OBVIOUSLY, WE CAN ONLY GO so far with this imitate-the-Dutch stuff. America is not Holland, nor do we want it to be. We're unruly, we like space, we hate taxes, we don't like monarchs, and we do like something that Holland lacks entirely: wilderness. The Netherlands may be neat, but it doesn't have our happy mess of wolves and craggy mountains, and it never will.
When the Dutch hit the great outdoors, their choices are pretty much limited to boating, riding bikes, skating, walking by flat canals, or wadlopen, a national pastime that involves wading through seaside mudflats at low tide. The idea is to encounter an island, a boat, or a helicopter before the tide comes back and sweeps you to Norway. It's a perfect metaphor for being Dutch: Beat the sea or die.

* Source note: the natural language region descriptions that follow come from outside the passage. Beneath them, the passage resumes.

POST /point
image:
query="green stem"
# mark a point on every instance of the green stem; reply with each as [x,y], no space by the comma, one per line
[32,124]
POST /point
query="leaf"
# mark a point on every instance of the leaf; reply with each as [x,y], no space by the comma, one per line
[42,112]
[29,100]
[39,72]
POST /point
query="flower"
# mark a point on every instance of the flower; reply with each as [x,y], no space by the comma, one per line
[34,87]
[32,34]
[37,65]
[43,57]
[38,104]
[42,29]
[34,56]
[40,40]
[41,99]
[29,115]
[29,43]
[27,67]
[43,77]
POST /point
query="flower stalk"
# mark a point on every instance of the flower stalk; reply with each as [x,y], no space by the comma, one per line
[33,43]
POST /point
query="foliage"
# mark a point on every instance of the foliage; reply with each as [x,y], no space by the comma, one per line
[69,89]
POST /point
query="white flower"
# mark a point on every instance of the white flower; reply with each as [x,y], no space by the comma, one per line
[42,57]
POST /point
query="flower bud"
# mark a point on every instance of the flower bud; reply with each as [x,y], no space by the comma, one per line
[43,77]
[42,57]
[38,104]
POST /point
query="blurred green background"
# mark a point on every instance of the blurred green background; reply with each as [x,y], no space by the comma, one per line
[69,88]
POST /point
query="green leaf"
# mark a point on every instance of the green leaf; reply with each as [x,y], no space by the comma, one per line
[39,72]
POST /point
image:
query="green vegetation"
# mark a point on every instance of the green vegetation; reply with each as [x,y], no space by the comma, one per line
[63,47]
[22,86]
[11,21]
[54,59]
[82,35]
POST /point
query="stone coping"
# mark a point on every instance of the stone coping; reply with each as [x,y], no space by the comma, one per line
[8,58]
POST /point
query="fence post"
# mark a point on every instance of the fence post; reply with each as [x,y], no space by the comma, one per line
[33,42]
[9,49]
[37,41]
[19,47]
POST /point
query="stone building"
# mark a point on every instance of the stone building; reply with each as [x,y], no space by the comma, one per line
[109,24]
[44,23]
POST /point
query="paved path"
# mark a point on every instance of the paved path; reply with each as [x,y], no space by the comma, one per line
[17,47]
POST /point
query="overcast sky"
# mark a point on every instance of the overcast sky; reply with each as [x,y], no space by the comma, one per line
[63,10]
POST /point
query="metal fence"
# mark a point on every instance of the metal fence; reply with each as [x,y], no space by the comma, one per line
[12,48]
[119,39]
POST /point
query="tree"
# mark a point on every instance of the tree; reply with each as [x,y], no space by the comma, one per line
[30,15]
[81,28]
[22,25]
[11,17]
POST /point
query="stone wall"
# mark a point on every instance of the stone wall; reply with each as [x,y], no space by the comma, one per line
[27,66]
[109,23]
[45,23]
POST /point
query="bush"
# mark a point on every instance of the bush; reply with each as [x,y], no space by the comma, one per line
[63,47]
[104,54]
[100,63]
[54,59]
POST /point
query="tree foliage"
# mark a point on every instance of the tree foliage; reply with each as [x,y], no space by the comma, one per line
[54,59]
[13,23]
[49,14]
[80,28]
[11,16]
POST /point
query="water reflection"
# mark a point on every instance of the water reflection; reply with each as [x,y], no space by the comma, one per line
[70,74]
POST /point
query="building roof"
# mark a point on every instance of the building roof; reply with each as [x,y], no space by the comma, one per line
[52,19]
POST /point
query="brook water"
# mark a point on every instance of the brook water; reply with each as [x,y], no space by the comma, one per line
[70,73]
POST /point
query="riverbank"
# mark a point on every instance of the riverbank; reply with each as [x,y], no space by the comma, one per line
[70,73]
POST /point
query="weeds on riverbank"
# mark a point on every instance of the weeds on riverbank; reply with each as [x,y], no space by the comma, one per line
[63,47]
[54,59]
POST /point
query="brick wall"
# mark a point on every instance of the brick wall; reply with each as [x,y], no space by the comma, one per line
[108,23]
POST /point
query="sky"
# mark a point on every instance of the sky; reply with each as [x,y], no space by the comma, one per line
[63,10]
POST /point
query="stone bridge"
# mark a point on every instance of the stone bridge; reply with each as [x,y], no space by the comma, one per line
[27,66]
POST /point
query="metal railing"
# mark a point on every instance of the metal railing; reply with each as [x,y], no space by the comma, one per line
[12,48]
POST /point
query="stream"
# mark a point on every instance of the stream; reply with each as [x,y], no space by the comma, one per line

I try it with a group of 70 pale engineers from Amsterdam on a company outing. We enter the sea from a high grassy berm, a parade of tourist Jesuses walking across the shallow water toward hazy nothingness. The plan is to march eight miles out in the Waddenzee, the sound between Holland's coast and its North Sea islands, to a nature preserve called Rottumeroog. And as we slurp farther from land, I'm feeling surprisingly great. It's warm. The sun is out and winds are from the east, so the seawater is only up to our waists.
Granted, the factories of Germany are visible in the distance, and the most charismatic carnivore in sight is a skinny guy eating a cheese-topped wiener. And biodiversity Dutch-style means crabs, sea worms, and birdslots of birds. When we emerge from the muck and onto the
island in a condensed pageant of evolution, I'm excited to see them. Long-migrating terns, three-toed sandpipers, sea hawks, ospreys, spoonbills, oystercatchers, and plovers. There is a pleasant breeze, and Holland is a pleasant country. Yes, indeed.
Then, just as we are congratulating ourselves on our good fortune, we come upon a heart-wrenching sight: a freshly dead baby seal, confirmed later to be a victim of the same distemper that started Holland's green revolution in the first place.
All that effort and another dead seal? The Dutch still have some work to do.